The Mudcat Café TM
Thread #128977   Message #2900437
Posted By: raymond greenoaken
05-May-10 - 06:16 AM
Thread Name: Settings of 'art' poems by folkies
Subject: RE: Settings of 'art' poems by folkies
Joe F wrote:
"Note particularly, in the thread linked to by BKLick's posting, the comments by me & others about Kipling. If not an honorary folkie, he was at any rate a more than honorary songwriter. Many of his poems (including many that did not invite the process by including "Song" or "Ballad" in the title) were set to music *repeatedly*; quite a few made it into the music halls, according to Orwell.
There seems to be no way of finding out whether he himself had any particular tunes in mind"
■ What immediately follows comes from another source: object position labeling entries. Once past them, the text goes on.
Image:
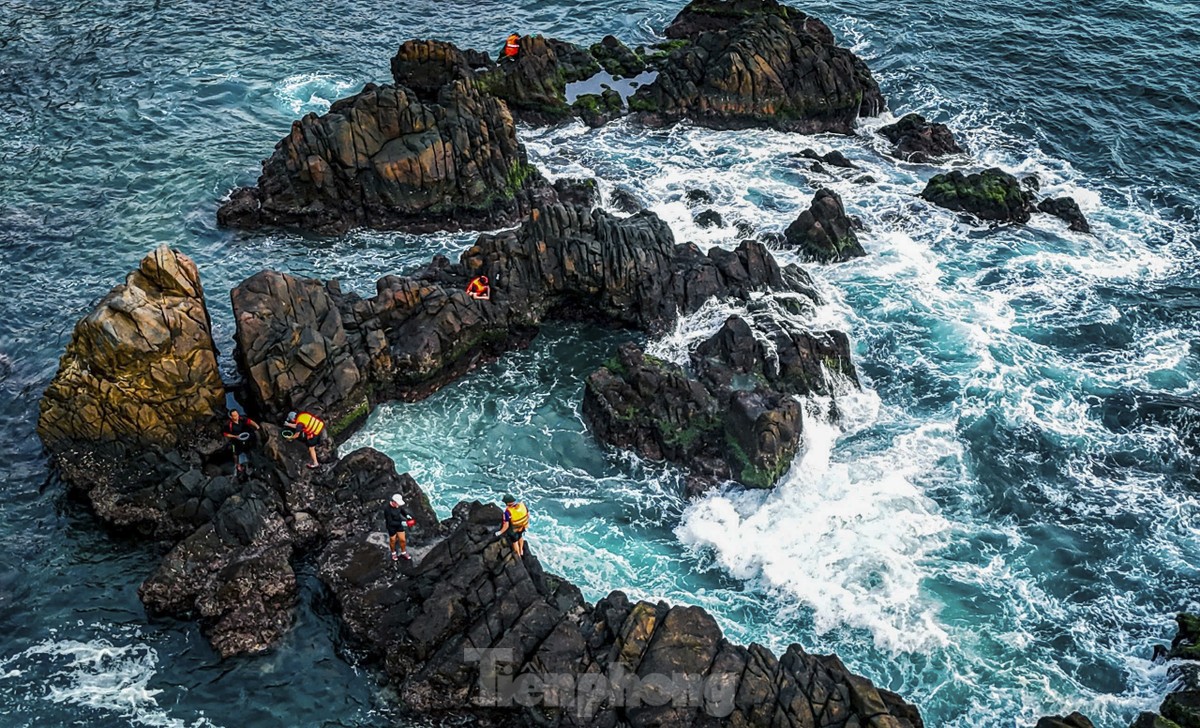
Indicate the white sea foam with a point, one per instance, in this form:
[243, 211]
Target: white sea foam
[306, 92]
[99, 675]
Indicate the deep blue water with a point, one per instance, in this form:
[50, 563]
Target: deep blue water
[976, 535]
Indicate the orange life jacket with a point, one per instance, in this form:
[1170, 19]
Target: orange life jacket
[519, 516]
[310, 425]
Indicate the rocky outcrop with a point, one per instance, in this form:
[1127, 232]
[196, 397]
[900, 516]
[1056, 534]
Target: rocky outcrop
[389, 158]
[1067, 210]
[823, 232]
[1181, 708]
[137, 386]
[990, 194]
[474, 633]
[737, 419]
[141, 368]
[919, 140]
[754, 64]
[304, 343]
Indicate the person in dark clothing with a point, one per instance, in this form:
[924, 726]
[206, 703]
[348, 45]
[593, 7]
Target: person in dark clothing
[397, 521]
[241, 433]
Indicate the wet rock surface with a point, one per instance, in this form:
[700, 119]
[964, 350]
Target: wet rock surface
[305, 344]
[735, 416]
[472, 631]
[823, 232]
[755, 64]
[918, 140]
[991, 194]
[390, 158]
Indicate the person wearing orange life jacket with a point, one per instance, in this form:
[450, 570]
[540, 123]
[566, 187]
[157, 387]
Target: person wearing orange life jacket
[479, 288]
[511, 47]
[309, 428]
[516, 521]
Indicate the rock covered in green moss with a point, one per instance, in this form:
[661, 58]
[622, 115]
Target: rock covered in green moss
[756, 64]
[990, 194]
[736, 417]
[823, 232]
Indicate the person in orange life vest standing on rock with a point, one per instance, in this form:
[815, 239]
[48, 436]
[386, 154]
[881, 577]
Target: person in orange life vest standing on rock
[516, 521]
[309, 428]
[397, 521]
[511, 47]
[479, 288]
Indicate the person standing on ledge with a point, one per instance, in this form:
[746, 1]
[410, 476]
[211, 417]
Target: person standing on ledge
[479, 288]
[397, 521]
[511, 47]
[516, 521]
[243, 435]
[310, 428]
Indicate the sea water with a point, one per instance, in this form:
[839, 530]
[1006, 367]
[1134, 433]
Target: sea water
[970, 533]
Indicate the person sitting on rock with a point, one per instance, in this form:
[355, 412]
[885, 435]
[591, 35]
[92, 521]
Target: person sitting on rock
[479, 288]
[310, 428]
[516, 521]
[397, 521]
[243, 435]
[511, 47]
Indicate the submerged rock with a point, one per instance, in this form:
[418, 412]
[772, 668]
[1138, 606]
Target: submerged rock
[989, 194]
[389, 158]
[1066, 209]
[475, 633]
[756, 64]
[823, 232]
[737, 419]
[919, 140]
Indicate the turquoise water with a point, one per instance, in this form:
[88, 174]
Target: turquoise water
[971, 535]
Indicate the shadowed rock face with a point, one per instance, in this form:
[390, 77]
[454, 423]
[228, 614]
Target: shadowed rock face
[305, 344]
[749, 64]
[737, 417]
[825, 232]
[919, 140]
[387, 158]
[990, 194]
[471, 627]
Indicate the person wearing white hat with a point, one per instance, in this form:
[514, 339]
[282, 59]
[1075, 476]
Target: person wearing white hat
[397, 521]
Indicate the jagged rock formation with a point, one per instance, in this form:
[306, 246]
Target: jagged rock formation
[138, 379]
[919, 140]
[1181, 708]
[737, 419]
[447, 625]
[390, 158]
[475, 633]
[989, 194]
[823, 232]
[305, 344]
[1066, 209]
[749, 64]
[142, 366]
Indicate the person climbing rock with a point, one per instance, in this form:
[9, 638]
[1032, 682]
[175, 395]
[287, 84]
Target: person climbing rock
[310, 428]
[479, 288]
[397, 521]
[516, 521]
[243, 435]
[511, 47]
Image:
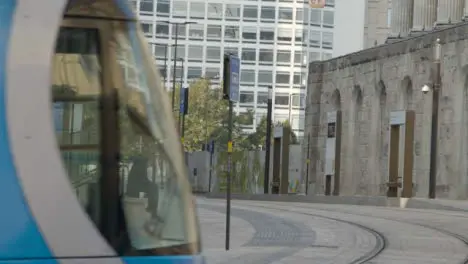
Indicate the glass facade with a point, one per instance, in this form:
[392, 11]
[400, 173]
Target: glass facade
[290, 33]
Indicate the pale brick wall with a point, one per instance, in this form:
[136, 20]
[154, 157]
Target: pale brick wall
[389, 78]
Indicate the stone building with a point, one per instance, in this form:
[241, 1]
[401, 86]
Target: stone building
[368, 85]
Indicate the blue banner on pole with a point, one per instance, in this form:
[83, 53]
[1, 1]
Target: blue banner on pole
[234, 67]
[212, 146]
[182, 100]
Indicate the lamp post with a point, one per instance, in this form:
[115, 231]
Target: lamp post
[436, 87]
[165, 60]
[266, 180]
[175, 54]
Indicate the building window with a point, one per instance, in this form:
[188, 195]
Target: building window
[195, 53]
[249, 56]
[231, 50]
[299, 15]
[212, 73]
[299, 35]
[314, 56]
[298, 58]
[297, 78]
[249, 34]
[160, 52]
[267, 14]
[315, 17]
[162, 31]
[180, 51]
[297, 100]
[327, 40]
[146, 7]
[262, 99]
[265, 77]
[247, 76]
[285, 13]
[246, 97]
[196, 31]
[194, 72]
[282, 77]
[267, 35]
[328, 19]
[283, 57]
[330, 3]
[326, 56]
[181, 30]
[265, 56]
[245, 119]
[163, 8]
[314, 38]
[213, 54]
[232, 12]
[147, 29]
[281, 99]
[213, 32]
[215, 11]
[179, 9]
[284, 35]
[197, 10]
[250, 13]
[231, 33]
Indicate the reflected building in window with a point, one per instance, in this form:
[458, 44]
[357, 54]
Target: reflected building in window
[275, 39]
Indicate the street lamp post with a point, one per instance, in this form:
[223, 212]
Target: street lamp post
[436, 87]
[175, 54]
[266, 176]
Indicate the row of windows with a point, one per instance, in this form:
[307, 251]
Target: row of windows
[248, 77]
[227, 33]
[280, 100]
[248, 56]
[297, 122]
[236, 12]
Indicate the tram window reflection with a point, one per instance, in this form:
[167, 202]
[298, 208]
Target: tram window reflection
[76, 87]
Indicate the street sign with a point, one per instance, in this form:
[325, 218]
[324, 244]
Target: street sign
[234, 68]
[182, 100]
[211, 146]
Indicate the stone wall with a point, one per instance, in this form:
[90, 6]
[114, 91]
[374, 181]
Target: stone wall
[367, 86]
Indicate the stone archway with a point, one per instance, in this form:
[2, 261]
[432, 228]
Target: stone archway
[378, 141]
[353, 142]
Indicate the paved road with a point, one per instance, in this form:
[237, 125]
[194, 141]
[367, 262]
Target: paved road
[275, 232]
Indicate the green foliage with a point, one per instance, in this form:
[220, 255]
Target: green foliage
[207, 117]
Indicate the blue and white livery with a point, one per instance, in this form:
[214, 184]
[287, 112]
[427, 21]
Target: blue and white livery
[91, 170]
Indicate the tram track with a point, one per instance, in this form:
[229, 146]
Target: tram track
[380, 246]
[381, 240]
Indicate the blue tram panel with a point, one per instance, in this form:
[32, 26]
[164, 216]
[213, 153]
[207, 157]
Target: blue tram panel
[103, 177]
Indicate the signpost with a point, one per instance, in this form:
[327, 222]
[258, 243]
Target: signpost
[211, 150]
[231, 69]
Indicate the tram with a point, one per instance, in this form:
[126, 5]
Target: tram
[91, 168]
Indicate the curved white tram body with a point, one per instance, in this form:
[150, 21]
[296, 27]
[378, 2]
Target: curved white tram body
[90, 165]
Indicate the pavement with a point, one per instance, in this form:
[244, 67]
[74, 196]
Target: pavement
[304, 232]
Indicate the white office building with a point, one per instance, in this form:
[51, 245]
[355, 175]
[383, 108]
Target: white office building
[275, 40]
[360, 24]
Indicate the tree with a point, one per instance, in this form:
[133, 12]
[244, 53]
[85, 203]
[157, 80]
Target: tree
[207, 117]
[258, 138]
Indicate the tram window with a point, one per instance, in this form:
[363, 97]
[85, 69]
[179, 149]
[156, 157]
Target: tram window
[154, 210]
[76, 89]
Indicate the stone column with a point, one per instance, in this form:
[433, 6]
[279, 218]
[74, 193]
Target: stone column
[424, 15]
[402, 18]
[465, 16]
[450, 11]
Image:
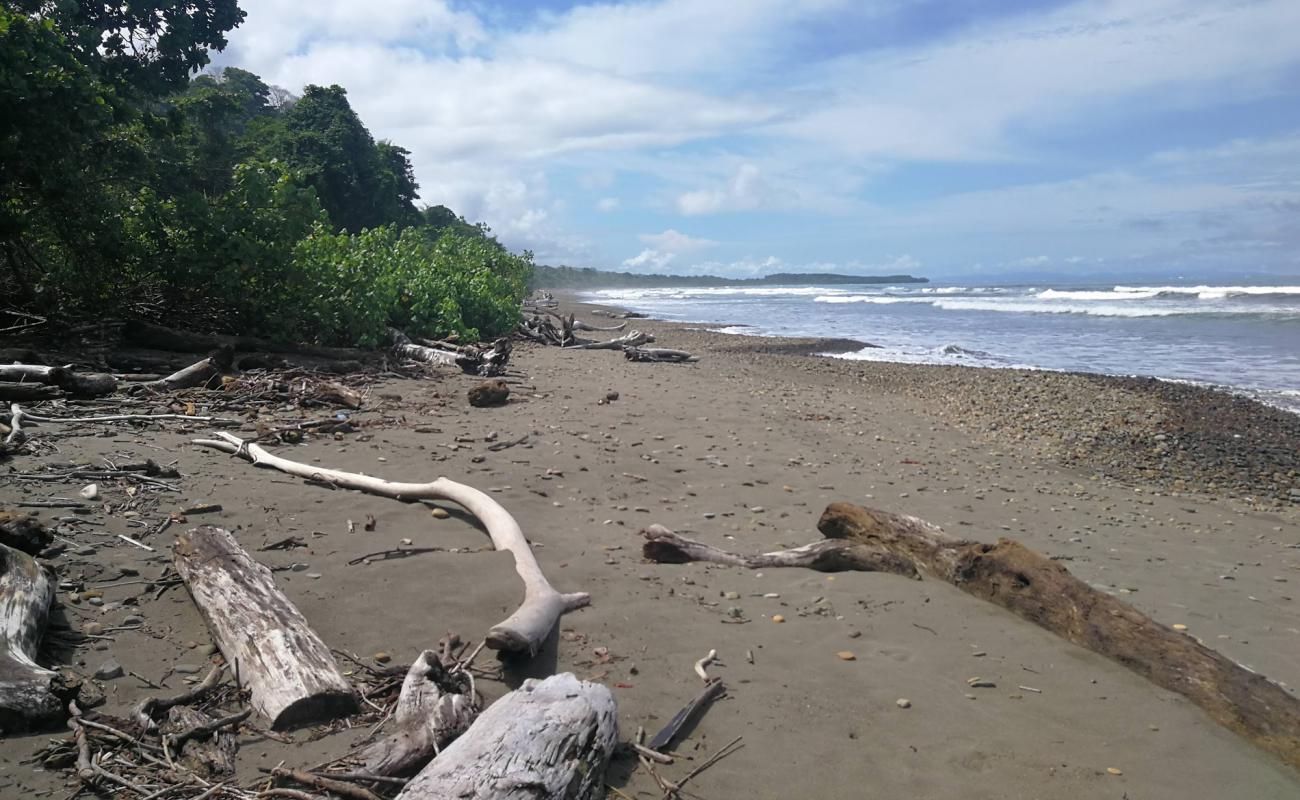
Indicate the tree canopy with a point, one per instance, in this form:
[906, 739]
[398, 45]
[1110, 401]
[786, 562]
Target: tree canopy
[131, 185]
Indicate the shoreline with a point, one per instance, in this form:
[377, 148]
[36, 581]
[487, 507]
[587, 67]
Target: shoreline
[1197, 440]
[741, 450]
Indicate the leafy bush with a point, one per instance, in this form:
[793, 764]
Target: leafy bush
[429, 286]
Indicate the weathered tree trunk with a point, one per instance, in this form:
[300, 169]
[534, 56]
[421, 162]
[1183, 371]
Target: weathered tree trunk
[27, 392]
[664, 546]
[633, 338]
[78, 384]
[24, 532]
[26, 690]
[432, 712]
[403, 346]
[547, 739]
[528, 627]
[1043, 592]
[265, 639]
[658, 354]
[199, 373]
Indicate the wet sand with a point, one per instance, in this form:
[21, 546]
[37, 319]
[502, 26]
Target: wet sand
[742, 450]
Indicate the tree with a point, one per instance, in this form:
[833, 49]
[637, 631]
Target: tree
[150, 46]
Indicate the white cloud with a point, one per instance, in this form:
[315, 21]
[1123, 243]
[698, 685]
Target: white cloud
[745, 190]
[675, 241]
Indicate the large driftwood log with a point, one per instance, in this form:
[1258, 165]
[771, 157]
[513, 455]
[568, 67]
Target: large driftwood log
[633, 338]
[433, 709]
[828, 556]
[1045, 593]
[403, 346]
[199, 373]
[658, 354]
[547, 739]
[265, 639]
[27, 392]
[78, 384]
[27, 696]
[157, 337]
[523, 631]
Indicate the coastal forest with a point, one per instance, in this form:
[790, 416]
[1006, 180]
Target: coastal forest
[134, 185]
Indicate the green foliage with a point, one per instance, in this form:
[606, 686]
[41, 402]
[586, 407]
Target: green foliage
[428, 286]
[219, 202]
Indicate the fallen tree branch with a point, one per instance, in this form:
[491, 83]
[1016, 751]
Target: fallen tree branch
[633, 338]
[523, 631]
[1045, 593]
[26, 690]
[546, 739]
[289, 670]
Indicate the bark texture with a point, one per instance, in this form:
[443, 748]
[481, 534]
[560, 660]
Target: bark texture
[547, 739]
[265, 639]
[27, 696]
[523, 631]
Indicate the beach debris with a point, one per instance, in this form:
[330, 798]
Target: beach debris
[293, 678]
[559, 733]
[713, 690]
[703, 662]
[489, 393]
[1045, 593]
[27, 692]
[523, 631]
[658, 355]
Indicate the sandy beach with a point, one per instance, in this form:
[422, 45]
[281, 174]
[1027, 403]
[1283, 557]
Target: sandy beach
[1181, 501]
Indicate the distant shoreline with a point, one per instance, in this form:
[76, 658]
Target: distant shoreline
[588, 279]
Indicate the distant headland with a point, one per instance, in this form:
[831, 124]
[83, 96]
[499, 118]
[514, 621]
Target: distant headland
[573, 277]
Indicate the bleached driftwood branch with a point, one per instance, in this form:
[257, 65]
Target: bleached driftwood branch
[523, 631]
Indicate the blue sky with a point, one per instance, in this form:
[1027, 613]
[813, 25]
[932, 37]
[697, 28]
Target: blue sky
[956, 138]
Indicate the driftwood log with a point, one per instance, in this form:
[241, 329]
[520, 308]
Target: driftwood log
[14, 392]
[199, 373]
[265, 639]
[658, 354]
[22, 531]
[546, 739]
[27, 696]
[633, 338]
[77, 384]
[523, 631]
[433, 709]
[1045, 593]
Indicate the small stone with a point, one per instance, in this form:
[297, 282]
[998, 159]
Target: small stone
[109, 670]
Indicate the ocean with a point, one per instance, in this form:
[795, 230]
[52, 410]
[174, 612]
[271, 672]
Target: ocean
[1246, 338]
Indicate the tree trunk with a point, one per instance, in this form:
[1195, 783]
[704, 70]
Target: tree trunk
[547, 739]
[1043, 592]
[523, 631]
[27, 392]
[26, 691]
[268, 643]
[432, 712]
[78, 384]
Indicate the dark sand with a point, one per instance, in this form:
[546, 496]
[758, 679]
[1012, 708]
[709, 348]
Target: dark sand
[744, 449]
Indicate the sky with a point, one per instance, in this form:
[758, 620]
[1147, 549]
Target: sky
[948, 138]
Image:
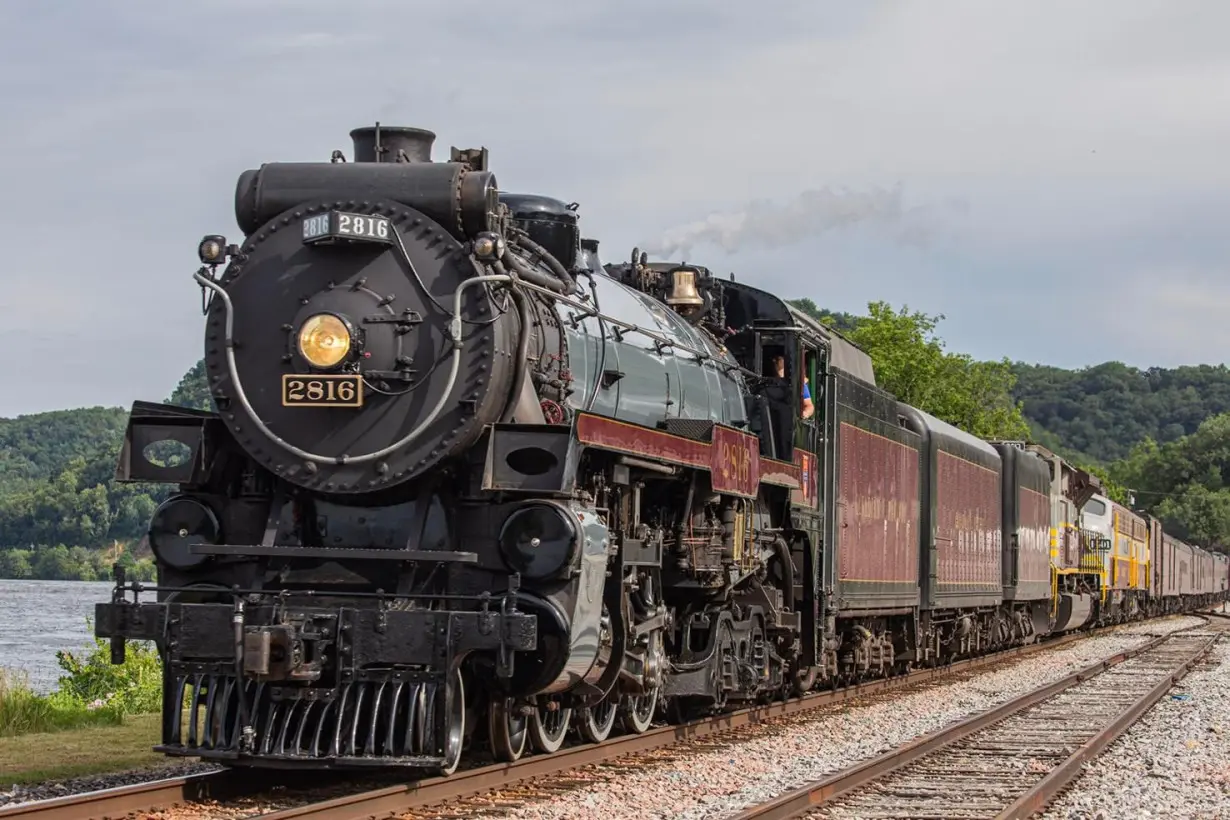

Actually, there's plenty of evidence that he did. Recessional was consciously set to a well-known hymn tune, for example. Lowestoft Boat and Harwich Ladies are plainly set to the tunes of A-Rovin' and Spanish Ladies respectively. PB was convinced Who Shall Judge The Lord was deliberately crafted to fit The Leaves Of Life. And so on... It's often quite hard to read a Kipling poem without a tune forming in your mind.

As for Robert Graves, mentioned earlier, US musician Jay Ansill has released a CD of Graves settings, A Lost World. Check out his website www.jayansill.com where you'll also hearo his setting of Graves' Under The Olives, not on the CD.

The late victorian poet AC Swinburne was a devotee of traditional ballads and wrote many pastiches of the form. Johnny Dickinson recorded a CD's worth of these a few years back.